Mature wines win out over youngsters

THE YEAR 2006, a splendid year for winemakers, will probably cast a long shadow on local wines for some time to come. Its dominance was confirmed at the first of the Slovak national viticultural competitions, Vitis Aurea Modra, on March 7. Two of the three champions were from 2006, with the only young winner in the category of dry white wines, the Pravda daily wrote.

THE YEAR 2006, a splendid year for winemakers, will probably cast a long shadow on local wines for some time to come. Its dominance was confirmed at the first of the Slovak national viticultural competitions, Vitis Aurea Modra, on March 7. Two of the three champions were from 2006, with the only young winner in the category of dry white wines, the Pravda daily wrote.

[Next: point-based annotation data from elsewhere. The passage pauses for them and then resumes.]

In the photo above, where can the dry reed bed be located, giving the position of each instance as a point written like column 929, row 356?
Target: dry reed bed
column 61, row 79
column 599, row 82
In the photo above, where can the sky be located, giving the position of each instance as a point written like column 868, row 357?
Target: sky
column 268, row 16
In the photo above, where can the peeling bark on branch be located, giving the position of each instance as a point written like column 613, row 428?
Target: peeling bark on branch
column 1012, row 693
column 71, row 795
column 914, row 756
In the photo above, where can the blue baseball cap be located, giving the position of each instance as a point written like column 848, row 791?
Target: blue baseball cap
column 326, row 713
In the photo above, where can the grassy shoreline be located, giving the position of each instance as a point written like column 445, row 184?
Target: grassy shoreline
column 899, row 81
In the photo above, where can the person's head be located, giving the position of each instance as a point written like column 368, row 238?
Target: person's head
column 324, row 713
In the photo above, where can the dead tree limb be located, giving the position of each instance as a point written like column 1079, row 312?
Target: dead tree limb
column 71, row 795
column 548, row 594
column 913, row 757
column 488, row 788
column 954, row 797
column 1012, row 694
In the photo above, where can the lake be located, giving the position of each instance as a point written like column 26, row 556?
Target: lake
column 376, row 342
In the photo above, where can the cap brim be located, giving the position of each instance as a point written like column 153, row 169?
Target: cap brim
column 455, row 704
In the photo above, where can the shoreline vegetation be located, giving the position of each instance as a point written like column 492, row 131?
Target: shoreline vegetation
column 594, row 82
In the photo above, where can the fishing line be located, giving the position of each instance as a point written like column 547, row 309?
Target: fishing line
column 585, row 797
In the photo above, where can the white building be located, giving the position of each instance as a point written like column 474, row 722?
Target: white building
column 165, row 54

A record number of 512 wines was registered at the Modra exhibition, with Slovakia, Moravia and Austria registering the highest numbers in the eight-year history of the event.

"Last year, there were 400 wines in the competition. There are a hundred more this year, which means that viticulture in Slovakia is seeing a revival," Vincent Jakubec of the Modra Viticulturist Association Vincúr said.

Home producers dominated the competition. First-place Martin Pomfy, the discovery of 2006, defeated an Austrian competitor from Burgenland. His late-harvest Veltlínske Zelené 2007, defeated Rizling Vlašský by a vote of 8:1. The wine professor Fedor Malík presided over the jury in Vitis Aurea.

Among sweet wines, the first-place title was won by Jaroslav Ostrožovič of eastern Slovakia. His 2006 Tokaj straw cuvee, was awarded the gold medal at the recent prestigious Paris competition Vinalies Internationales, achieving one point more than Vladimír Mrva's Devín.

Mrva immediately confirmed his place among the Slovak elite in the finals of red wines when all nine jury chairpersons voted for his barique Cabernet Sauvignon wine.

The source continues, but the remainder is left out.